Que mensagem quer deixar à classe política e aos cidadãos?
Cinjo a minha mensagem aos cidadãos, pois são esses os verdadeiros destinatários do nosso trabalho. A existência de uma classe de advogados valorizada e competente constitui um garante do funcionamento correto do Estado de direito e da democracia. O acesso ao Direito e a serviços jurídicos de qualidade deve ser um exercício de cidadania, bem como a existência de uma classe profissional forte e prestigiada. Cabe-nos a todos exigir um funcionamento mais eficaz da Justiça, bem como assegurar o correto funcionamento das instituições.
Que balanço faz do seminário organizado pela Miranda sobre o Orçamento do Estado de 2015?

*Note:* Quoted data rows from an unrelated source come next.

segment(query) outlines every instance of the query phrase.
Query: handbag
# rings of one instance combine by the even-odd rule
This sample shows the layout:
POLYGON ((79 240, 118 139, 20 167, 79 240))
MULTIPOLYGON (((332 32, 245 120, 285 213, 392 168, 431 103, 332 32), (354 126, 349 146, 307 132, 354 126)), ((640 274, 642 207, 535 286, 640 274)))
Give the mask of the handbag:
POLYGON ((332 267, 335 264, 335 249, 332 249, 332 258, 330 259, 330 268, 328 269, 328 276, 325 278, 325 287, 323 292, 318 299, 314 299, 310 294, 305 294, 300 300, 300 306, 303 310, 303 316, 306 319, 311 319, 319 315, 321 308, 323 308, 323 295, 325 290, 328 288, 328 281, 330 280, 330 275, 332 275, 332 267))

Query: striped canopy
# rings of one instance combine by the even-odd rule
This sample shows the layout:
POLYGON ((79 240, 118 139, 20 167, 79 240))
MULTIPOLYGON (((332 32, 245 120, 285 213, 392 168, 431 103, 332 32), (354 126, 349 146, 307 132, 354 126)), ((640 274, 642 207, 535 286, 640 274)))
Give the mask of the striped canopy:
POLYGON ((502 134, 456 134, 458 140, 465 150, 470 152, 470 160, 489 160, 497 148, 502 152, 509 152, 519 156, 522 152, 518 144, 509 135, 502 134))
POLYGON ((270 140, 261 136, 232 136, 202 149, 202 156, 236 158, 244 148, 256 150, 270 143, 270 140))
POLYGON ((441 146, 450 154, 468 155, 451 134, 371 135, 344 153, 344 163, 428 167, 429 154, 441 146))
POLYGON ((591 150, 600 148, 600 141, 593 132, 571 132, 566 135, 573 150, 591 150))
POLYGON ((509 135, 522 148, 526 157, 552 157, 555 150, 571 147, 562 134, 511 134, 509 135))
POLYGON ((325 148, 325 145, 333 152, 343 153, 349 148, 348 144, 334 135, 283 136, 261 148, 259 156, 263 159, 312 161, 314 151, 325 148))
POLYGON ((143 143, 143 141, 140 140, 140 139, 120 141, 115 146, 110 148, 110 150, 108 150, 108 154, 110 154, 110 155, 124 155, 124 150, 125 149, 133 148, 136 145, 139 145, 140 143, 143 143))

Faço um balanço muito positivo, desde logo pela excelência dos oradores, uma vez que contámos, uma vez mais, com eminentes fiscalistas e economistas, como a professora Manuela Ferreira Leite ou o meu colega Fernando Araújo, responsável da área fiscal da Portucel, só para citar alguns. E este ano, decidimos internacionalizar o nosso evento, o qual contou com a intervenção do Chris Giles, editor de economia do Finantial Times. Creio que temos conseguido organizar eventos suscetíveis de promover o debate plural e independente em Portugal, e este ano conseguimos a presença de mais 250 pessoas externas. Um sucesso, portanto.